8. vCloud Operations Control : 8.4 Event, Incident, and Problem Management
8.4 Event, Incident, and Problem Management
Traditionally, Event, Incident, and Problem Management focused on monitoring the services offered from the vCloud and on minimizing impact from unplanned events. Restoring service as rapidly as possible and preventing repeat events from affecting services were also core functions. Today, there is an increased emphasis on reducing vCloud OpEx cost and increasing reliability. This can be achieved by increasing automation, allowing operators to handle more routine tasks, and proactively detecting and eliminating incidents before they impact end users.
Event Management focuses on how to categorize and handle outputs from monitoring and analytics tools. Based on predefined rules, inputs to event management are called events and can be associated with a variety of possible actions ranging from suppression, to triggering an automatic workflow, to triggering an incident to be created in the case of a performance incident or an actual outage.
Incident Management focuses on how to handle performance incidents or outages. Such occurrences are referred to as incidents. The primary focus of incident management is to manage the incident until it is resolved. Recurring incidents or incidents that are high priority can be referred to Problem Management for further investigation.
Problem Management focuses on identifying root causes for recurring and high priority incidents.

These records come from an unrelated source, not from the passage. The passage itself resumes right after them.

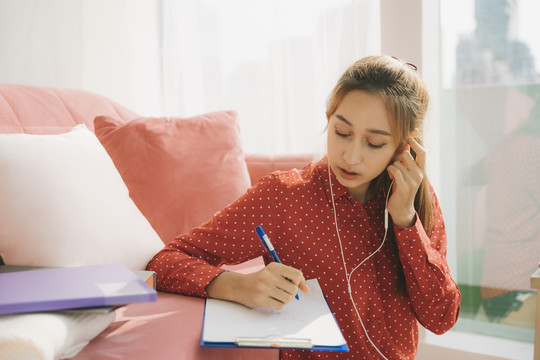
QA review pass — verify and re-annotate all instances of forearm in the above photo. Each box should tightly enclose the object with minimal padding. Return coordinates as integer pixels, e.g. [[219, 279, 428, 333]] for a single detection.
[[396, 218, 461, 334]]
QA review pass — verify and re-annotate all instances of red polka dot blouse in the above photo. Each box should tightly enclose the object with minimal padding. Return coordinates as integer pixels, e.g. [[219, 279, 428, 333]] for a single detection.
[[148, 158, 461, 359]]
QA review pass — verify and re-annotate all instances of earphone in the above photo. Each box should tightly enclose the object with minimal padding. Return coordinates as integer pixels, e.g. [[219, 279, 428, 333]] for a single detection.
[[328, 162, 394, 360]]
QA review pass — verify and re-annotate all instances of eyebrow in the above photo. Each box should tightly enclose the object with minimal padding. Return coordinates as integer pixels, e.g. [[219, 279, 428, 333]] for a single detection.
[[334, 114, 392, 136]]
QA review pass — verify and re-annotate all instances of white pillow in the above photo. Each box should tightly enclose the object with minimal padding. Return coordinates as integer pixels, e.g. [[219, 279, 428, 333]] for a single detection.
[[0, 125, 163, 269]]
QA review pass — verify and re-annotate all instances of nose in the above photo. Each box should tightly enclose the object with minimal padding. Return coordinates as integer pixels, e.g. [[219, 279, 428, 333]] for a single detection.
[[343, 141, 363, 166]]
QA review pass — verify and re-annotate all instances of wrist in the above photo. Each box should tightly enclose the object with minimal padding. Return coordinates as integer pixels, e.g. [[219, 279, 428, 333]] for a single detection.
[[392, 211, 416, 228], [205, 271, 243, 302]]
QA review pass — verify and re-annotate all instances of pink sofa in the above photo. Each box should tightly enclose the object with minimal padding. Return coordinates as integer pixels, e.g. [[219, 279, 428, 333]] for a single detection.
[[0, 84, 312, 360]]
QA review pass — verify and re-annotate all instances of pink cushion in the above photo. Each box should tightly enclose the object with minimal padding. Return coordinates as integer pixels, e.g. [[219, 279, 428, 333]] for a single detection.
[[0, 84, 137, 134], [246, 153, 316, 184], [94, 111, 250, 243]]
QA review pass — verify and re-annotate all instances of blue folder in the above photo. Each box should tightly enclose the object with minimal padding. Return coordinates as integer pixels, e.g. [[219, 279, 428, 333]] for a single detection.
[[0, 264, 157, 314]]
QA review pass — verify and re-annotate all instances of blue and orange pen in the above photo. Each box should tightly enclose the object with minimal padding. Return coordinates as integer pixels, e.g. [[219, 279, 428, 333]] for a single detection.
[[255, 226, 300, 300]]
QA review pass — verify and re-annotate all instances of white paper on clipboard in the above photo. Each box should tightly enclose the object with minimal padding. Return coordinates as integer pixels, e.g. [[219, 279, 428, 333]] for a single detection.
[[201, 279, 347, 351]]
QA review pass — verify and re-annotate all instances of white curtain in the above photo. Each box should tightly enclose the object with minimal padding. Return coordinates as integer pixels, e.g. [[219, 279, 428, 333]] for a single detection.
[[160, 0, 380, 153], [0, 0, 380, 153]]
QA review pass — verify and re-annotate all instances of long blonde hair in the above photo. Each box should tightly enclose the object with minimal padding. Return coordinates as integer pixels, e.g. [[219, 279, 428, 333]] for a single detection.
[[326, 55, 433, 290]]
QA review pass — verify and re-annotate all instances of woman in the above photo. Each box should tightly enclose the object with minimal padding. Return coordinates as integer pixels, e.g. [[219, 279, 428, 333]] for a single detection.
[[148, 56, 460, 359]]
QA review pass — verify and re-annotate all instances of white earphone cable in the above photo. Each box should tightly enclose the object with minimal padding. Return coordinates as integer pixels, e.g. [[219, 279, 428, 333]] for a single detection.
[[328, 163, 394, 360]]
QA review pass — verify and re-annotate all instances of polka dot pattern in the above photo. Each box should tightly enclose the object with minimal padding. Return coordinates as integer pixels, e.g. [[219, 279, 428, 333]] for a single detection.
[[148, 159, 460, 359]]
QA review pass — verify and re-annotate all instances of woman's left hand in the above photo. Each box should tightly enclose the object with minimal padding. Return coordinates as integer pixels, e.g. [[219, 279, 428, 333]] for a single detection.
[[387, 139, 426, 228]]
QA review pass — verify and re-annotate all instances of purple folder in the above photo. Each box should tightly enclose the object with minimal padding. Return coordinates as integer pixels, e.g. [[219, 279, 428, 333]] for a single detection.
[[0, 264, 157, 314]]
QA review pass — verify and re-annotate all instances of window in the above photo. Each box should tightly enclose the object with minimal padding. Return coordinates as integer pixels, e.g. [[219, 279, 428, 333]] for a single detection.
[[440, 0, 540, 342]]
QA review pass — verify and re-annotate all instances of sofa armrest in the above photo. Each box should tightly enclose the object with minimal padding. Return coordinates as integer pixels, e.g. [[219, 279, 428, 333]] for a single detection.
[[245, 153, 317, 185]]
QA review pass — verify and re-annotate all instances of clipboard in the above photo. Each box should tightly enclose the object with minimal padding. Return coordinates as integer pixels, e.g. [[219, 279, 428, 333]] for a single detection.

After a root cause has been identified, a plan of action is generated that, ideally, repairs the underlying problem. If the problem cannot be fixed, additional monitoring and event management handling might be implemented to minimize or eliminate future occurrences of the problem.
One of the main benefits of implementing a vCloud environment is to lower ongoing OpEx costs. A key to realizing this goal is vCloud Event, Incident, and Problem Management process automation that consists of the following:
*Automating responses to events when possible.
*Creating highly automated workflows to other events where some operator input is required as part of decision support.
*Creating runbook entries, workflows, and automations so that operators can handle many more events (instead of administrators or subject matter experts).
*Automating interaction between the vCloud Event, Incident, and Problem Management process and other required processes and associated systems.
*Identifying, instrumenting, and developing key performance indicators (KPIs) that can be used to develop workflows and automations.